The pandemic has disrupted cricket globally and in the Caribbean, Cricket West Indies was forced to abort the domestic first class championship after the eighth round and also scrap or postpone other tournaments.
Currently, the CPL is scheduled from August 19 to September 26 and organisers remain hopeful it can be staged as planned.
Russell said if they were able to push ahead with the tournament, it would be a significant achievement for the region, especially in the wake of the cancellations.
“It’s good that the Caribbean has locked down early, and it hasn’t been hit in the same way as the UK, for example,” he explained.
“We’re looking at different permutations in terms of what could or couldn’t happen, but the lucky thing is that we’ve got a bit of time—we don’t have to force a decision.
“I don’t think there’s any question that we’ll be able to play it. We’re only going to play if it’s safe to do so, but we’ve been approached by a lot of the countries who want it to happen. The reason [for that] is that it’s a big sporting event, and it could act as a sign or a marker that the Caribbean is open for business again.”
Russell said franchise owners were keen on pressing ahead with the tournament and even if it could not be staged during the current window, December remained an option.

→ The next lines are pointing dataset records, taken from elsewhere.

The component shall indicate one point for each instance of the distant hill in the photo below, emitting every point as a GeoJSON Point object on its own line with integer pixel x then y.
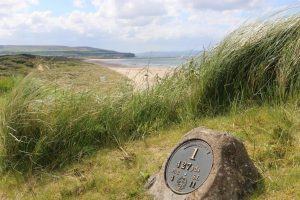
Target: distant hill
{"type": "Point", "coordinates": [163, 54]}
{"type": "Point", "coordinates": [65, 51]}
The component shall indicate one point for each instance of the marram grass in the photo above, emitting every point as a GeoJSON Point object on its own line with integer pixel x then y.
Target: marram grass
{"type": "Point", "coordinates": [47, 127]}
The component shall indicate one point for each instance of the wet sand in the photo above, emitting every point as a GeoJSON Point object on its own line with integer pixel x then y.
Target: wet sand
{"type": "Point", "coordinates": [142, 77]}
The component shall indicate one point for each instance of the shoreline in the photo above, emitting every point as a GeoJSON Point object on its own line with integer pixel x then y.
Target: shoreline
{"type": "Point", "coordinates": [142, 77]}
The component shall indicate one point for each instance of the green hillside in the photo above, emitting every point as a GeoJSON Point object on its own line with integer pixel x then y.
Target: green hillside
{"type": "Point", "coordinates": [69, 133]}
{"type": "Point", "coordinates": [65, 51]}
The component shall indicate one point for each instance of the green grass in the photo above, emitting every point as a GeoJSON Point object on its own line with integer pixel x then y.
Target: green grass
{"type": "Point", "coordinates": [120, 173]}
{"type": "Point", "coordinates": [247, 85]}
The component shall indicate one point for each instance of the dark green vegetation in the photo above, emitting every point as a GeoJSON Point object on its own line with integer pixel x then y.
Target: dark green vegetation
{"type": "Point", "coordinates": [73, 52]}
{"type": "Point", "coordinates": [247, 85]}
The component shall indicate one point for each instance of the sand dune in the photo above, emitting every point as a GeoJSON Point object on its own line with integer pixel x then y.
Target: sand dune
{"type": "Point", "coordinates": [142, 77]}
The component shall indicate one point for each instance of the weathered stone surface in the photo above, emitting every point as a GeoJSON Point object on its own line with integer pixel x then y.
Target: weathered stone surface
{"type": "Point", "coordinates": [232, 176]}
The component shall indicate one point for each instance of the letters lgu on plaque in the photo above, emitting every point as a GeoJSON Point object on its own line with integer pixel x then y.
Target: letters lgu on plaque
{"type": "Point", "coordinates": [188, 166]}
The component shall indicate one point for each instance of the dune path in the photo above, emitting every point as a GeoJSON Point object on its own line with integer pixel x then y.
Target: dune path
{"type": "Point", "coordinates": [142, 77]}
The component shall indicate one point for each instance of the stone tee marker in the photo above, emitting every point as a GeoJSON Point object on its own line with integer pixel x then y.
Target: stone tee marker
{"type": "Point", "coordinates": [205, 165]}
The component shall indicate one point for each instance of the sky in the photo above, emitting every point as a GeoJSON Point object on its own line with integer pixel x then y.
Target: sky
{"type": "Point", "coordinates": [128, 25]}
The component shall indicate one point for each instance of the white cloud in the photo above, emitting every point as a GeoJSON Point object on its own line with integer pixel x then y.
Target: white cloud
{"type": "Point", "coordinates": [131, 20]}
{"type": "Point", "coordinates": [79, 3]}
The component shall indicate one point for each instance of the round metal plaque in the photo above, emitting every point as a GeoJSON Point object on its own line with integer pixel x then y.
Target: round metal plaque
{"type": "Point", "coordinates": [188, 166]}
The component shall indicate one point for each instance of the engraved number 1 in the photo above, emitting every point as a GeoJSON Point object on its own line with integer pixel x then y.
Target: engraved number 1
{"type": "Point", "coordinates": [194, 154]}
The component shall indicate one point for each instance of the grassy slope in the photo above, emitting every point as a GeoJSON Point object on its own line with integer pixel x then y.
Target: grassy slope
{"type": "Point", "coordinates": [121, 173]}
{"type": "Point", "coordinates": [239, 74]}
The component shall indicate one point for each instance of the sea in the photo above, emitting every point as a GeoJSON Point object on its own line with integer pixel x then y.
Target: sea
{"type": "Point", "coordinates": [149, 62]}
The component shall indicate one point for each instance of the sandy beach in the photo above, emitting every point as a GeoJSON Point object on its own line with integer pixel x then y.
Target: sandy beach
{"type": "Point", "coordinates": [142, 77]}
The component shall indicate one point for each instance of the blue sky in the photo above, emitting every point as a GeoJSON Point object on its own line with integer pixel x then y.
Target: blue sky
{"type": "Point", "coordinates": [128, 25]}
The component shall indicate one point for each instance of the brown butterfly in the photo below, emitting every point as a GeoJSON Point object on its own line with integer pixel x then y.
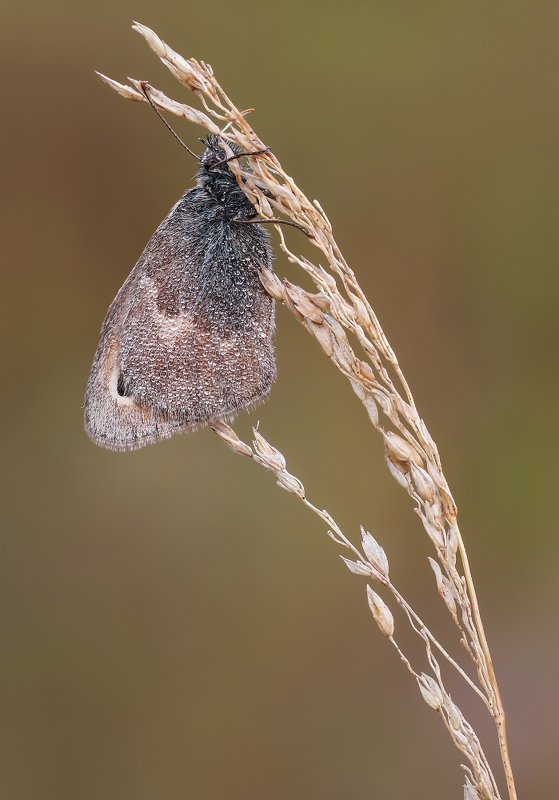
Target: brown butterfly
{"type": "Point", "coordinates": [188, 340]}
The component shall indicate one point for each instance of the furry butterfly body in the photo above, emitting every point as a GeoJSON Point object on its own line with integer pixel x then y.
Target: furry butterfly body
{"type": "Point", "coordinates": [189, 337]}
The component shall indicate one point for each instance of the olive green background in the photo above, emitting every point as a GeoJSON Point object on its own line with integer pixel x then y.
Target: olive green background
{"type": "Point", "coordinates": [173, 625]}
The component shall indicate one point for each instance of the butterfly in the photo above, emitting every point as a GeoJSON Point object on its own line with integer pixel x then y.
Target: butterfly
{"type": "Point", "coordinates": [188, 340]}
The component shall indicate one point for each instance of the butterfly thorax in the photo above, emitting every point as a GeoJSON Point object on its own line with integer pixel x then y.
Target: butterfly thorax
{"type": "Point", "coordinates": [220, 184]}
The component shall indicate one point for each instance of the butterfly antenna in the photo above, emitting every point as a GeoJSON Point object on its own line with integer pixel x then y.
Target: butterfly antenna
{"type": "Point", "coordinates": [144, 87]}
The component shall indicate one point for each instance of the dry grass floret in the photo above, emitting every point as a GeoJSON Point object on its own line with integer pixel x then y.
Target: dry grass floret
{"type": "Point", "coordinates": [340, 317]}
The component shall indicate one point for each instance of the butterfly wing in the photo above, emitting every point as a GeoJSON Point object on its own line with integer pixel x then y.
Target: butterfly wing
{"type": "Point", "coordinates": [188, 339]}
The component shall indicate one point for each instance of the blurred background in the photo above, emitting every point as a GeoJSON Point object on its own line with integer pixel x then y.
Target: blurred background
{"type": "Point", "coordinates": [173, 625]}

“We know that in the West Indies, what’s good about CPL is that we’re employing cricketers and locals, while not many of them are getting paid at the minute. We’re an important part of that economic ecosystem, as much as we are about playing cricket.
“I wouldn’t put money on it but we could be the first cricket back if September is our window. If we don’t play in September, then we can play probably in December. Talking to all the owners, they definitely want to do it, and for players it’s important by that stage that they’re getting some income,’ he said.
“Our intention is definitely to play, but we would only ever do it if everything is right from a safety perspective.”
The English-speaking Caribbean has reported hundreds of COVID-19 infections, with the territories which usually host CPL games among the most affected.
Jamaica, for instance, has recorded 143 cases and five deaths while Trinidad and Tobago has recorded 114 cases along with eight deaths.
Barbados, where the champion Barbados Tridents franchise is based, has reported 75 cases and five deaths.